イーライリリー、通期業績見通しを下方修正 -肥満治療薬の売上低迷が影響
アメリカの大手製薬会社イーライリリーが、2024年の通期業績見通しを下方修正しました。主な要因は、肥満症治療薬「ゼップバウンド」の売上が予想を下回り、4-6月期に積み上がった在庫が影響したことです。これにより、投資家やアナリストは今後の見通しについて注目を寄せています。
業績の下方修正の背景
肥満症治療薬「ゼップバウンド」の販売実績
イーライリリーのヒット商品「ゼップバウンド」は、世界的に需要が高い肥満治療薬として市場で注目を集めています。しかし、今年第3四半期(7-9月期)の売上高は12億6000万ドルで、市場予想である16億3000万ドルを大きく下回りました。肥満治療薬市場は、特に成長が見込まれる分野であり、2030年には規模が1300億ドルに達するとの予測もありますが、今回の売上未達はその期待に一部陰を落としています。
在庫の積み上げ問題
売上高の伸び悩みの一因として、前四半期に積み上がった「ゼップバウンド」と糖尿病治療薬「マンジャロ」の在庫が挙げられています。流通段階での在庫が多かったことにより、当期の売上が抑制される結果となりました。製薬会社は在庫管理が収益に直接影響を与えるため、効率的な在庫コントロールが必要です。
通期売上高の見通し修正
今回の業績修正では、リリーは通期の売上高予想を454億-460億ドル(約6兆9600億ー7兆500億円)とし、従来の上限466億ドルから下方修正しました。これにより、同社株は30日のニューヨーク株式市場で一時14.9%の大幅な下落を記録し、投資家心理にネガティブな影響を与えています。
競合と市場動向
ノボ・ノルディスクとの競争
リリーは肥満治療市場での主要競合であるデンマークのノボ・ノルディスクと激しい競争を繰り広げています。ノボ・ノルディスクは糖尿病治療薬「オゼンピック」や肥満症治療薬「ウゴービ」で知られ、同様に供給の確保に苦労しています。リリーとノボ・ノルディスク両社は、供給体制を強化するため数十億ドル規模の投資を行っており、供給能力の向上を目指しています。
市場拡大に対する期待と課題
肥満症治療薬市場は今後も成長が見込まれており、企業にとって大きなビジネスチャンスとされています。しかし、供給管理や在庫問題が課題として浮上しており、安定した供給体制の構築が今後の成長の鍵となるでしょう。
投資家視点で捉えるポイント
今回の下方修正により、リリーの成長性に一部懸念が生じましたが、肥満治療市場そのものの成長性には依然として期待が寄せられています。リリーやノボ・ノルディスクが行う供給体制の強化は、今後の収益向上の可能性を示唆する要因です。
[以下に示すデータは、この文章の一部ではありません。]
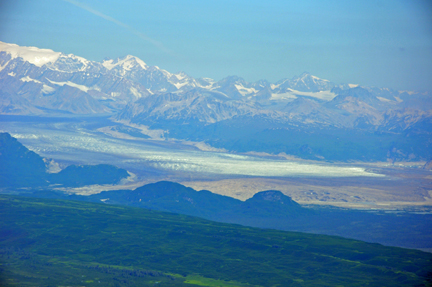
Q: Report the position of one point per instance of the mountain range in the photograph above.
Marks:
(42, 82)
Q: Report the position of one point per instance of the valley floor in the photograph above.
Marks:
(347, 185)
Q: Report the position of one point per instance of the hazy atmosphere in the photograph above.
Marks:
(215, 143)
(374, 43)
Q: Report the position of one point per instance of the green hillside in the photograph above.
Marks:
(58, 242)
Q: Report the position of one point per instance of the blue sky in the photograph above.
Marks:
(375, 43)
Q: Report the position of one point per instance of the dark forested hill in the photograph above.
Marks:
(58, 242)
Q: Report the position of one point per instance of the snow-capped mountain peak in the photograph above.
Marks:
(126, 63)
(33, 55)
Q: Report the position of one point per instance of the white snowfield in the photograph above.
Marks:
(33, 55)
(127, 63)
(93, 148)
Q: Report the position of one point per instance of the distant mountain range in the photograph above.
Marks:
(43, 82)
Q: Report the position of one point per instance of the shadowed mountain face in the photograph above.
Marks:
(19, 167)
(351, 122)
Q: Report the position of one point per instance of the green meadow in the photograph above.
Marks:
(68, 243)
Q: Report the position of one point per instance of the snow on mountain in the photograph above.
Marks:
(126, 63)
(33, 81)
(33, 55)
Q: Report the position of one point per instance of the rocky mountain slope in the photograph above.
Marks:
(43, 82)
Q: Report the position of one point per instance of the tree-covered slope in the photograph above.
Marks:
(88, 234)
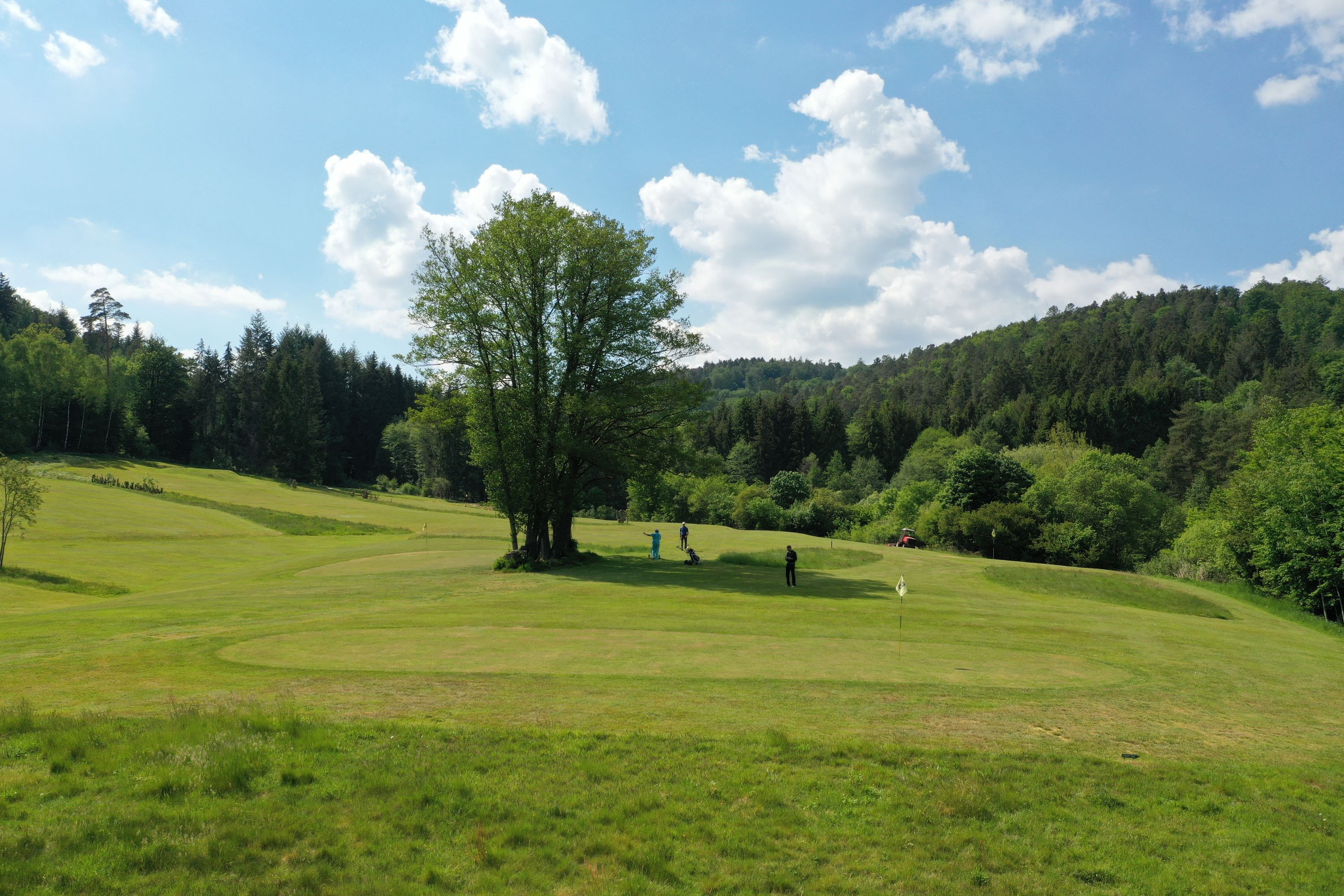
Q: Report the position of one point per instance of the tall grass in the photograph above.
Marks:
(253, 801)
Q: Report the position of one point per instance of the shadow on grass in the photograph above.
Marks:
(713, 575)
(100, 462)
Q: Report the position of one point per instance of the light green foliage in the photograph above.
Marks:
(1202, 552)
(822, 515)
(398, 445)
(867, 476)
(757, 512)
(1285, 507)
(713, 500)
(574, 375)
(929, 457)
(741, 464)
(978, 477)
(1055, 456)
(1108, 495)
(788, 488)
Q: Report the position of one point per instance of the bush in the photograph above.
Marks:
(714, 501)
(760, 513)
(1108, 495)
(788, 488)
(1003, 531)
(1066, 544)
(824, 515)
(976, 477)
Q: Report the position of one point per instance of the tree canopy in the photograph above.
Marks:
(561, 335)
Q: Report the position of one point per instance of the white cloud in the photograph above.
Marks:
(39, 297)
(1316, 31)
(523, 73)
(19, 15)
(159, 287)
(1082, 287)
(996, 38)
(152, 18)
(835, 264)
(375, 232)
(72, 56)
(1288, 92)
(1328, 263)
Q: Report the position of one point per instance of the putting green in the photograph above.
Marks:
(689, 655)
(406, 562)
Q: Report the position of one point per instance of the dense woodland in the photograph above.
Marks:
(1162, 432)
(291, 405)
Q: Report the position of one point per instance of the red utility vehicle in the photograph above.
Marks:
(906, 540)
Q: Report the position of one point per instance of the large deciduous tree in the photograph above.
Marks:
(21, 496)
(561, 336)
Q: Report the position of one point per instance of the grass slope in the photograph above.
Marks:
(633, 726)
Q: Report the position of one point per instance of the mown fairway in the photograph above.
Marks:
(215, 706)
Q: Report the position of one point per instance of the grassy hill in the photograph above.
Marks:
(245, 687)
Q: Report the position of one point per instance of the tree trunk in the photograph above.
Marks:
(107, 433)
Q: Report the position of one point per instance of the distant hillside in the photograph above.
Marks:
(1123, 373)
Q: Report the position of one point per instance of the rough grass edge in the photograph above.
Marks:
(53, 582)
(1248, 593)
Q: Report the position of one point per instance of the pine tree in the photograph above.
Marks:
(104, 323)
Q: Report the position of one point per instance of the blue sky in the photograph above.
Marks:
(917, 171)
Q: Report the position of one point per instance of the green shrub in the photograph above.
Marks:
(788, 488)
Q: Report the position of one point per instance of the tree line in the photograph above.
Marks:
(285, 405)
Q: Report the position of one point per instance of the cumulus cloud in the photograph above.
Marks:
(996, 38)
(72, 56)
(19, 15)
(159, 287)
(1328, 263)
(39, 297)
(1316, 34)
(375, 232)
(152, 18)
(835, 263)
(523, 73)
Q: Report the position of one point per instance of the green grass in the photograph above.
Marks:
(1090, 585)
(633, 726)
(814, 559)
(225, 802)
(280, 520)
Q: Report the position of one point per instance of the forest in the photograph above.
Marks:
(1193, 433)
(289, 406)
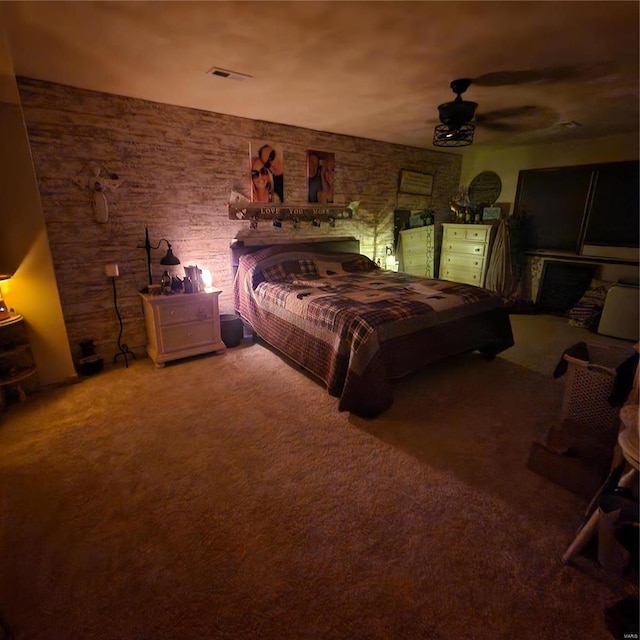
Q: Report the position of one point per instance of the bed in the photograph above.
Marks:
(354, 325)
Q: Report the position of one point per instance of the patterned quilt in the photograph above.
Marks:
(339, 314)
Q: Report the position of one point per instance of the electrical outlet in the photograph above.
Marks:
(111, 270)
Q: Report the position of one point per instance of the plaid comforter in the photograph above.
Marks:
(344, 318)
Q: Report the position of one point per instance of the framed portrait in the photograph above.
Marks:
(415, 182)
(321, 166)
(266, 164)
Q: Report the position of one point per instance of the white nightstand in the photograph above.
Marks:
(182, 325)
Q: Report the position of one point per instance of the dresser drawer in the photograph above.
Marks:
(187, 336)
(417, 267)
(185, 311)
(468, 248)
(463, 260)
(462, 274)
(466, 232)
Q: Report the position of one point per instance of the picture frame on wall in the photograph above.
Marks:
(320, 176)
(415, 182)
(266, 161)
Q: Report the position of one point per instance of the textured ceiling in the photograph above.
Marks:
(369, 69)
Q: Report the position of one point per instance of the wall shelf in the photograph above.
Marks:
(302, 213)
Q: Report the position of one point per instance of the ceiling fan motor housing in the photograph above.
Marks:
(458, 112)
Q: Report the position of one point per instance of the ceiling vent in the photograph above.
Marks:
(226, 74)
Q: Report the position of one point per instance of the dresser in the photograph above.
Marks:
(416, 251)
(465, 252)
(181, 325)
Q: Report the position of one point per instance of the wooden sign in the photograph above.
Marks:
(415, 182)
(308, 212)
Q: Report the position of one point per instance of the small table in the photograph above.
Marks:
(15, 348)
(627, 454)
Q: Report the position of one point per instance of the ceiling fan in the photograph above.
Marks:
(458, 118)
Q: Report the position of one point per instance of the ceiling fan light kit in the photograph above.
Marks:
(444, 136)
(456, 116)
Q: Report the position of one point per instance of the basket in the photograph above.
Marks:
(589, 385)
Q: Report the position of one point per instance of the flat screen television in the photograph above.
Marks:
(589, 210)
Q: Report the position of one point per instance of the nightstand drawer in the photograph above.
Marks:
(187, 336)
(182, 311)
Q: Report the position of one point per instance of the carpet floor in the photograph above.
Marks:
(225, 497)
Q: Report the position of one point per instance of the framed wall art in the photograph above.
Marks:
(415, 182)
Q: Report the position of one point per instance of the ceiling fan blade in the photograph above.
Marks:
(525, 117)
(545, 74)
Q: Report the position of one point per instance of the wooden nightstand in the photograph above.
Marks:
(16, 361)
(181, 325)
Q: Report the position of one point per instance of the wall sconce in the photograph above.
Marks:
(5, 314)
(169, 259)
(99, 185)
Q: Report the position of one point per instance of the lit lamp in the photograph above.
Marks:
(4, 311)
(169, 259)
(390, 261)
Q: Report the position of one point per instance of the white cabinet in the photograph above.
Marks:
(416, 251)
(16, 360)
(465, 252)
(181, 325)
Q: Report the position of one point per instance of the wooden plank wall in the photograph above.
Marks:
(176, 168)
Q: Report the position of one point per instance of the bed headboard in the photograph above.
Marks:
(326, 244)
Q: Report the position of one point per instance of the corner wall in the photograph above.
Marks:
(24, 245)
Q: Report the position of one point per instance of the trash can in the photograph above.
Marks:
(231, 329)
(591, 370)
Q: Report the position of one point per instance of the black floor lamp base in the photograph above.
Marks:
(123, 350)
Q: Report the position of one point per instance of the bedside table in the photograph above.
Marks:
(181, 325)
(16, 361)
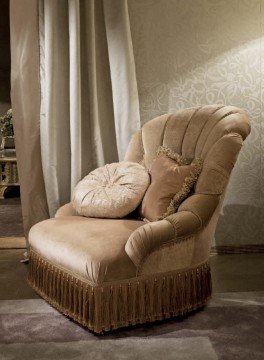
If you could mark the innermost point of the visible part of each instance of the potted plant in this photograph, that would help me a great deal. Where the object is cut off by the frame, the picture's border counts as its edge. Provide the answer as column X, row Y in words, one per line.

また、リリーの在庫管理と販売戦略の見直しが今後の安定的な成長を実現するために重要となるでしょう。
まとめ
イーライリリーは2024年の通期業績見通しを下方修正し、肥満治療薬市場の供給体制と在庫管理が収益に大きな影響を与えることを示しました。同社と競合企業であるノボ・ノルディスクが行う供給体制の強化は、今後の成長に期待を持たせる一方で、安定供給が課題であることも浮き彫りになりました。今後、リリーが供給体制をどのように改善し、成長市場において安定した利益を確保できるかが注目されます。